In order to protect these vital benefits, the federal government has put in place a number of laws related to employer-provided health plans. Below, you'll find an explanation of these laws and how they affect your rights as a health plan beneficiary.
ERISA and Your Health Plan
Employees' health insurance plans are governed by the Employee Retirement Income Security Act, or ERISA. The Act covers both retirement benefits, like pensions, and health insurance. The health insurance portion of ERISA has been amended several times, but two of the amendments are particularly important for workers.
First, the Consolidated Omnibus Budget Reconciliation Act, or COBRA, allows workers to continue on their employer's health plans even after getting fired. Second, the Health Insurance Portability and Accountability Act, or HIPAA, creates a way for insurance companies to transfer a patient's medical records to a different doctor or insurance company without impinging on the patient's privacy. While the Affordable Care Act is not an amendment to ERISA, it does have a large impact on how health insurance generally works and what health care providers should charge for routine and preventative care.

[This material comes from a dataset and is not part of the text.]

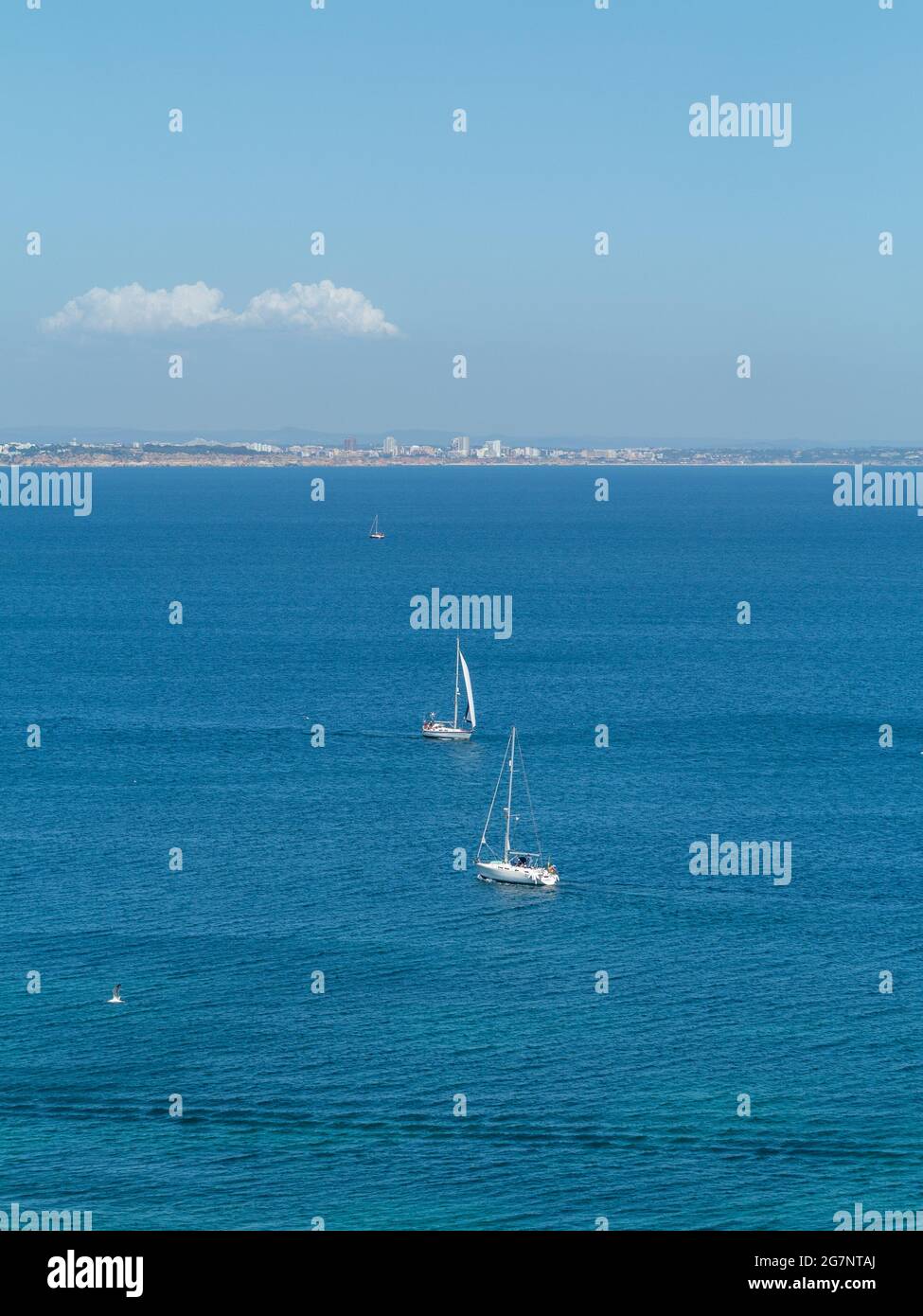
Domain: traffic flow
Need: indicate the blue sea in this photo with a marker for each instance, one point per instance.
(303, 1106)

ERISA and its amendments do not cover every single health plan, only those that are purchased through an employer or a group, such as a union, for the benefit of the employees or members. Furthermore, ERISA does not require employers to provide health insurance. It only requires that any health plan provided complies with ERISA's requirements.
How ERISA Protects an Employee's Health Benefits
ERISA is a large and complicated statute with many different protections for health plan participants. Fortunately, patients and employees generally do not have to worry about ERISA compliance — that burden falls on the employer or the plan administrator, who is responsible for keeping an employee benefit plan in compliance and for managing the plan for the benefit of the members. Here are the basic ERISA requirements that health insurance plans must meet:
- All beneficiaries must be informed in writing about the plan's benefits. The Affordable Care Act further provides that the information must be in an easy-to-understand Summary of Benefits, and that it must also include a web address where the information can be found online.

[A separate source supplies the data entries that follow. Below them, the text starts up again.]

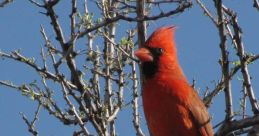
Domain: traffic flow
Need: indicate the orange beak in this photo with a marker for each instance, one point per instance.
(144, 55)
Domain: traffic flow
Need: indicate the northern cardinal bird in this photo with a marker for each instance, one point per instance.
(171, 106)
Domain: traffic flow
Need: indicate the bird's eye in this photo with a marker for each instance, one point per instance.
(160, 51)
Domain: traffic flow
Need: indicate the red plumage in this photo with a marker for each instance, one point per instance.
(171, 106)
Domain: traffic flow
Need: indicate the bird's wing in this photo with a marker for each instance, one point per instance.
(200, 115)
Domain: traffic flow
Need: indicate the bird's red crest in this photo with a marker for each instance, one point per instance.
(162, 37)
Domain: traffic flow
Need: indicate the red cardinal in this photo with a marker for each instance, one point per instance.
(171, 106)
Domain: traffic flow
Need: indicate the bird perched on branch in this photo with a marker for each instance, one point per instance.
(171, 106)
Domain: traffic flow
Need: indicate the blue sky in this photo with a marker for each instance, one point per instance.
(197, 42)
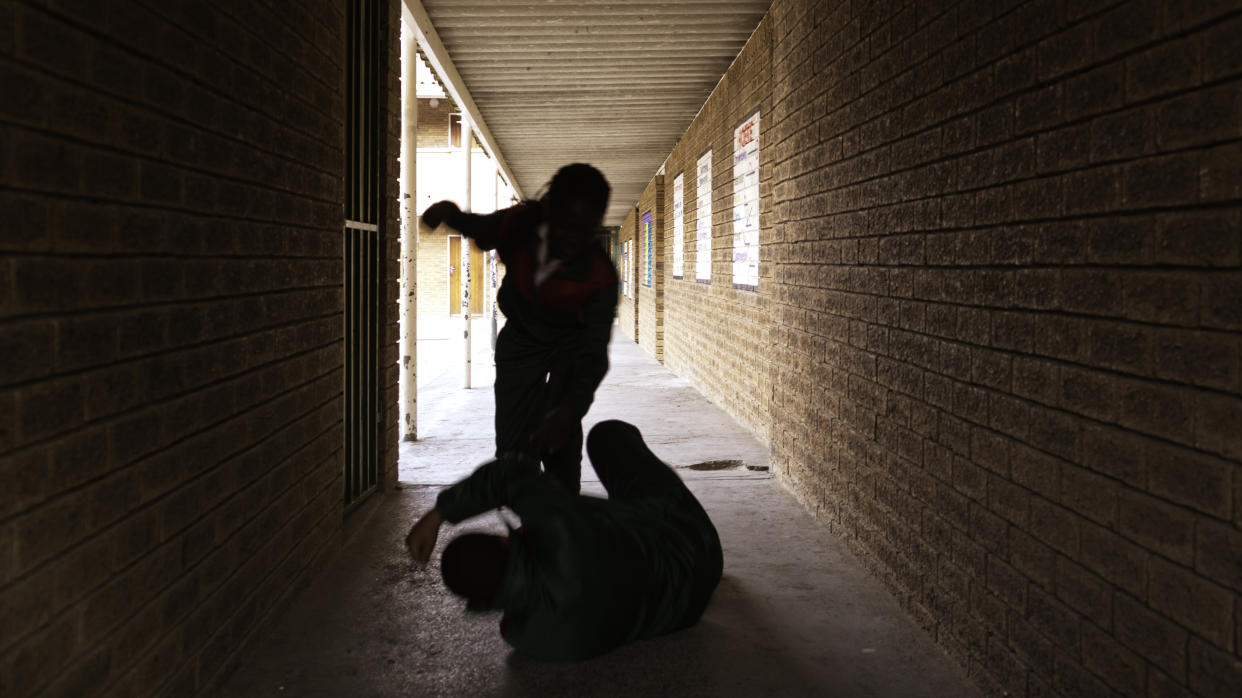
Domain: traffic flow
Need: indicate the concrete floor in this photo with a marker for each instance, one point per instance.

- If a beneficiary makes a written request to the employer for additional information concerning the plan, it must be provided in a reasonable amount of time.
- Employers have a "fiduciary responsibility" to the plan beneficiaries. That means that when negotiating plan benefits, employers must always act in the best interests of their employees.
- Claims for benefits must be decided in a timely fashion. If the claim is denied, there must be a process for review. This provision is especially important to employees who have Health Maintenance Organizations (HMOs), deciding what care employees should receive.
- If an employee's benefits are terminated, it must be for a bona fide reason. For example, an employer is not allowed to terminate its older workers' benefits simply because their health care needs would make their benefits more expensive than those of younger workers.
If you think your employer or health plan is in violation of ERISA, you can file a complaint with the Employee Benefits Security Administration, or EBSA. You complaint will then be investigated. If it is sustained, your employer or health plan may be subject to civil and criminal penalties. In addition, it may be in your best interests to contact a local employee rights or ERISA lawyer, who can best advise you on your rights.